Diese Wende der kurdisch-syrischen Führung wurde auch durch zahlreiche Videos vom Wochenende ausgelöst, auf denen sich syrisch-arabische Söldner, die an der türkischen Bodenoffensive teilnehmen, vor laufenden Handykameras mit ihren Massakern an der Zivilbevölkerung und gefangene kurdischen Kämpfern brüsten. Wie auf den Videos zu sehen ist, richteten sie auf offener Straße gefesselte Kurden unter „Allah ist groß“-Rufen hin. Unter den Opfern ist auch die kurdische Politikerin Havrin Khalaf. 

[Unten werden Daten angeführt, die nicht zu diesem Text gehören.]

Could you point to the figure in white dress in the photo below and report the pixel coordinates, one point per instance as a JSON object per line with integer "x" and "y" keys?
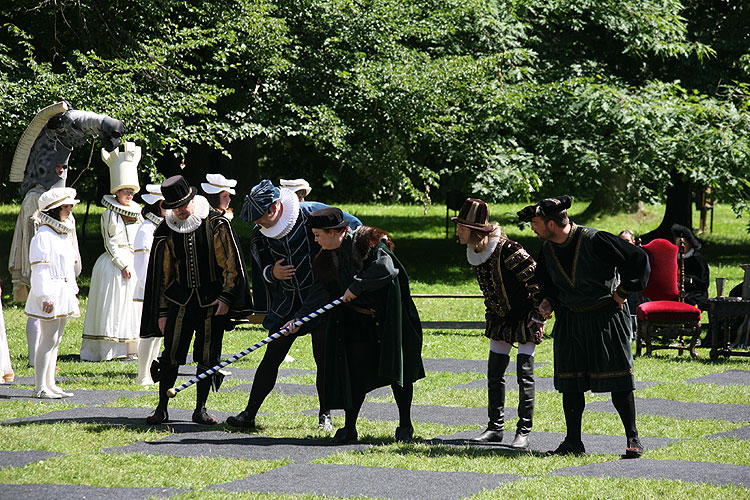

Ihre islamistischen Mörder, die offenbar aus der Enklave Idlib stammen, zerrten die 35-Jährige aus dem Auto und erschossen sie zusammen mit ihrem Fahrer und einer Mitarbeiterin. Zurück blieb ein mit Kugeln durchsiebter SUV, in dem die populäre Frauenrechtlerin auf der Autobahn unterwegs war. „Dies zeigt, dass der türkische Einmarsch nicht zwischen einem Soldaten, einem Zivilisten oder einem Politiker unterscheidet“, hieß es in einer Mitteilung der kurdischen Militärführung.

Konflikt in Syrien beunruhigt auch Europa

Europa wiederum beunruhigt vor allem eine mögliche Massenflucht der 10 000 gefangenen IS-Fanatiker, von denen 2000 aus dem Ausland stammen. 800 sind Europäer, doch die meisten ihrer Heimatstaaten weigern sich, die extrem radikalisierten Landsleute zurückzunehmen und vor Gericht zu stellen. Eine Reihe der provisorischen Gefängnisse für die IS-Männer und Internierungslager für die 70 000 IS-Familienmitglieder liegen innerhalb der von Recep Tayyip Erdogan beanspruchten 30-Kilometer-Grenzzone. 800 IS-Anhänger, die meisten radikalisierte ausländische Frauen mit ihren Kindern, konnten am Samstag nach einer Revolte aus dem Lager Ain Issa entkommen, weil die kurdischen Bewacher plötzlich verschwunden waren.

Eine Handvoll der gefährlichsten Dschihadisten verlegten US-Einheiten vergangene Woche in irakische Gefängnisse. Die Evakuierung weiterer 60 IS-Schlüsselfiguren am Sonntag jedoch scheiterte, weil wütende Militärs der kurdischen Streitkräfte ihre bisherigen amerikanischen Verbündeten daran hinderten.